Asymptotics of the determinant of discrete Laplacians on triangulated and quadrangulated surfaces

TL;DR

This paper derives the asymptotic behavior of the determinant of discrete Laplacians on surfaces made of triangles or squares, revealing universal and lattice-dependent constants, with implications for spectral geometry and mathematical physics.

Contribution

It provides a detailed asymptotic expansion for the determinant of discrete Laplacians on polygonal surfaces, including explicit constants and handling various boundary conditions.

Findings

Asymptotic formula involving surface area, boundary length, and logarithmic terms.

Explicit constants depending on lattice structure and bundle data.

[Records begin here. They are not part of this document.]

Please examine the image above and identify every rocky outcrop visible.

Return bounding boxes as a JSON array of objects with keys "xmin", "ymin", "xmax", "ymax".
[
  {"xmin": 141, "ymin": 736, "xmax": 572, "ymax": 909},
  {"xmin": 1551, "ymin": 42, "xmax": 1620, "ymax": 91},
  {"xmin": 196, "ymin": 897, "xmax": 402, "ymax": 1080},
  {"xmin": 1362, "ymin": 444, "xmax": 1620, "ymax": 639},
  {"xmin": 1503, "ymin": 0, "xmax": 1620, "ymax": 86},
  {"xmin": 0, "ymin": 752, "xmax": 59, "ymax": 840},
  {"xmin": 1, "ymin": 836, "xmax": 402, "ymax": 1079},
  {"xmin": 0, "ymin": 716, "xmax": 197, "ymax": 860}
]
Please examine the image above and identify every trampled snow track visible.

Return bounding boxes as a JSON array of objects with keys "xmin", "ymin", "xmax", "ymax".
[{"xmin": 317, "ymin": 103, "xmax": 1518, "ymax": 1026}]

Universal term interpreted as a zeta-regularized continuum Laplacian.

Abstract

Consider a surface $\Omega$ with a boundary obtained by gluing together a finite number of equilateral triangles, or squares, along their boundaries, equipped with a flat unitary vector bundle. Let $\Omega^{\delta}$ be the discretization of this surface by a bi-periodic lattice with enough symmetries, scaled to have mesh size $\delta$. We show that the logarithm of the product of non-zero eigenvalues of the discrete Laplacian acting on the sections of the bundle is asymptotic to \[ A|\Omega^{\delta}|+B|\partial\Omega^{\delta}|+C\log\delta+D+o(1). \] Here $A$ and $B$ are lattice-dependent constants; $C$ is an explicit constant depending on the bundle, the angles at conical singularities and at corners of the boundary, and $D$ is a sum of lattice-dependent contributions from singularities and a universal term that can be interpreted as a zeta-regularization of the continuum Laplacian on $\Omega$. We allow for Dirichlet or Neumann boundary conditions, or mixtures thereof. Our proof is based on an integral formula for the determinant in terms of theta function, and the functional Central limit theorem.